RIM Based Networks
RIM (Remote Integrated Multiplexer) units were a cheap way for Telstra to provide a large number of phone lines over one fibre-optic cable.
The fibre-optic cable runs from the exchange to the RIM, where it is split off into many individual copper phone lines. Unfortunately RIMs prevented ADSL from being installed, because the ADSL equipment must be attached directly to the subscriber’s copper line.
Since 2003 Telstra installed CMUX (Customer Multiplexer) technology in RIM cabinets or in CMUX cabinets. A mini-CMUX handles the data connection back to the main exchange over the fibre optic line and provides ADSL communication.

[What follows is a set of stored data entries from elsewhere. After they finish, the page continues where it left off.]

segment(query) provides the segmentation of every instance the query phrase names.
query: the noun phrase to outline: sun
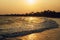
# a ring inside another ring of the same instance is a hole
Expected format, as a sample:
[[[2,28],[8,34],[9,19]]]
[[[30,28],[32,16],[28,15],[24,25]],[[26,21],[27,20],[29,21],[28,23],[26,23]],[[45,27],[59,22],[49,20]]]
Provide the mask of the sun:
[[[35,4],[35,0],[27,0],[28,4]]]

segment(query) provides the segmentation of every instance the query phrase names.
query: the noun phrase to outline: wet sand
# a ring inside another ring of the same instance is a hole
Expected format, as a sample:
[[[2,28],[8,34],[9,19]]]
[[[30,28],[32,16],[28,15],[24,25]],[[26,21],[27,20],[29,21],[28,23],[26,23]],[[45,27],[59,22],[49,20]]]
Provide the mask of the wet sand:
[[[23,37],[7,38],[6,40],[60,40],[60,28],[47,30],[42,33],[34,33]]]

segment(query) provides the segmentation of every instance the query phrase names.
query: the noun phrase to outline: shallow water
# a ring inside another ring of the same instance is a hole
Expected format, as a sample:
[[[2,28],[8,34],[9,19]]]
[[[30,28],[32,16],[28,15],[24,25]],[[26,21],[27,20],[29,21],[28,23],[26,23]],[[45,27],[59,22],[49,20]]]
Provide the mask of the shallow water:
[[[42,25],[44,24],[44,21],[51,20],[60,25],[60,18],[0,16],[0,34],[36,30],[39,28],[46,28],[46,26],[50,27],[50,25],[54,27],[54,24],[50,24],[49,22]],[[50,29],[41,33],[32,33],[22,37],[6,38],[5,40],[60,40],[59,29],[60,28]]]

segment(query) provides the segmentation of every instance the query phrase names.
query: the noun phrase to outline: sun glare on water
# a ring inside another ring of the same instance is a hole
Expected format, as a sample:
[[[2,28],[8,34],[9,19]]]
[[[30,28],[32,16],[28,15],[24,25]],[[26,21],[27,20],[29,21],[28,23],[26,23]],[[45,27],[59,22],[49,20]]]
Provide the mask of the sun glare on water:
[[[29,18],[25,18],[25,21],[29,23],[41,23],[41,22],[44,22],[45,20],[42,18],[29,17]]]

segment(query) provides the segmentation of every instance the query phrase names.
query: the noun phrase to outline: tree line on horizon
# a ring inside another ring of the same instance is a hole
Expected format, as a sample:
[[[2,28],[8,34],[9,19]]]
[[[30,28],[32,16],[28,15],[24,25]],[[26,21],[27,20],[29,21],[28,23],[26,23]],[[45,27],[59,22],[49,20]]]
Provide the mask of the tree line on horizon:
[[[45,10],[43,12],[36,12],[36,13],[31,12],[31,13],[26,13],[26,14],[5,14],[3,16],[37,16],[37,17],[55,17],[55,18],[60,18],[60,12]]]

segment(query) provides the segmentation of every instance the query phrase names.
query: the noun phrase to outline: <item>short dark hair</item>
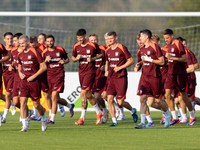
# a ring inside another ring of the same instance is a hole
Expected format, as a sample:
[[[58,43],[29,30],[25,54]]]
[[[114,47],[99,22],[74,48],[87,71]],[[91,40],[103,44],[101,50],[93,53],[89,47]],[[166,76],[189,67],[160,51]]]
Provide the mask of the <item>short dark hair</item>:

RIM systems were installed in most new Australian suburbs since the privatisation of Telstra. Although CMUXs allows ADSL, suburbs with these systems typically have much slower ADSL than that provided by the old CAN. Many people moving from an older suburb to a new one found to their dismay that they would have a vastly inferior internet than before.In addition, the CMUX based systems restored Telstra’s monopoly because ISPs cannot install their DSLAMs in the RIM or CMUX cabinets and were therefor only able to provide ADSL, rather than the ADSL2+ systems possible from their DLSAMs in exchanges. Customers on a RIM base system could only get ADSL from other vendors. Telstra could provide a limited form of ADSL2 from their RIMS, thus forcing customers to either use ADSL or get ADSL2 from Telstra.
In the last few years the RIM situation has changed somewhat, but it still leaves third parties at a disadvantage.
This writer had the misfortune to be on a RIM for 7 years prior to May 2013. I then had the fortune to be connected to the NBN, choosing a 50/20 iiNet plan. Below are my before and after experiences:
Before: The was on a ADSL1 plan (All that was available), costing me on average $103 per month, including phone. The connection was unstable and the speeds became worse during evenings. My connection was lost about two or three times a year, requiring Telstra to send out a technician. It took about 2 to 3 days per incident for the connection to be restored.
This on a 50/20 iiNet plan, costing me $85 per month, including VOIP. All local and national calls are free. I have not lost my connection once since NBN was activated 6 months ago. Download and upload speeds never vary.